Featuring: Ahmed Abdullah
|1. Joann's Green Satin Dress (Butch Morris, arr. Billy Bang)||8:39|
|2. Goodbye Pork Pie Hat (Charlie Mingus, arr. Marion Brown)||18:20|
|3. La Placita (Marion Brown)||18:26|
|4. Shift Below (Billy Bang)||6:00|
|5. Amanpondo (Miriam Makeba, arr. Ahmed Abdullah)||25:16|
Jason Bivins - POINT OF DEPARTURE
Straight outta 1986 (the very year sarcastically identified as jazz’s heyday in the latest Mostly Other People Do the Killing liners), the live album from The Group is a vintage slice of heady, emotional jazz from something of an “all-star” combo: Ahmed Abdullah (trumpet and flugelhorn), altoist Marion Brown, violinist Billy Bang, twin bassists Sirone and Fred Hopkins, and drummer Andrew Cyrille (alas, all are gone except Cyrille and Abdullah). Rescued from cassette recordings that sat in Abdullah’s shoebox for 25 years, it’s not fair to call this music free jazz or free improvisation, since each of the five tracks here is compositional in the robust sense, trading not so much in heavy structure as rich thematic material. A seriously killer Bang fantasy opens up Butch Morris’ “Joann’s Green Satin Dress,” with different instrumental pairings taking the unison bridge throughout, until the piece culminates in a sheerly glorious Brown solo. The twin basses are so clutch on the lengthy arrangement of “Goodbye Pork Pie Hat,” whipping up a pizzicato churn that sustains a mood of intensity beneath the familiar line. Bang’s ghostly sawing gives the piece an almost spooky feel, against which Abdullah’s stunning, growling trumpet solo (where he talks and perambulates like Ted Curson at Antibes) sounds positively jarring.

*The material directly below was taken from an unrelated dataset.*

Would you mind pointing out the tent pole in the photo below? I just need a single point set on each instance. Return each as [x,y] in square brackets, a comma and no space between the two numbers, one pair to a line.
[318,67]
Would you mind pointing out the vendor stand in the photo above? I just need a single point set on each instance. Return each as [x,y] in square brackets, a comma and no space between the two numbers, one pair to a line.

From there they take in a buoyant, joyous reading of Marion Brown’s “La Placita,” where the composer sounds so good in his pert, inventive, extended solo; and the following Cyrille and Bang duo with beautifully tuned drums is simply awesome. Darkness hovers briefly during Bang’s “Shift Below” (the shortest and most abstract tune here) but this is dissipated by a glorious, affirming, 25-minute romp through Miriam Makeba’s “Amanpondo” (Sirone and Hopkins are so key to the groove, and it’s great that they get a spacious duo section together). Marvelous stuff.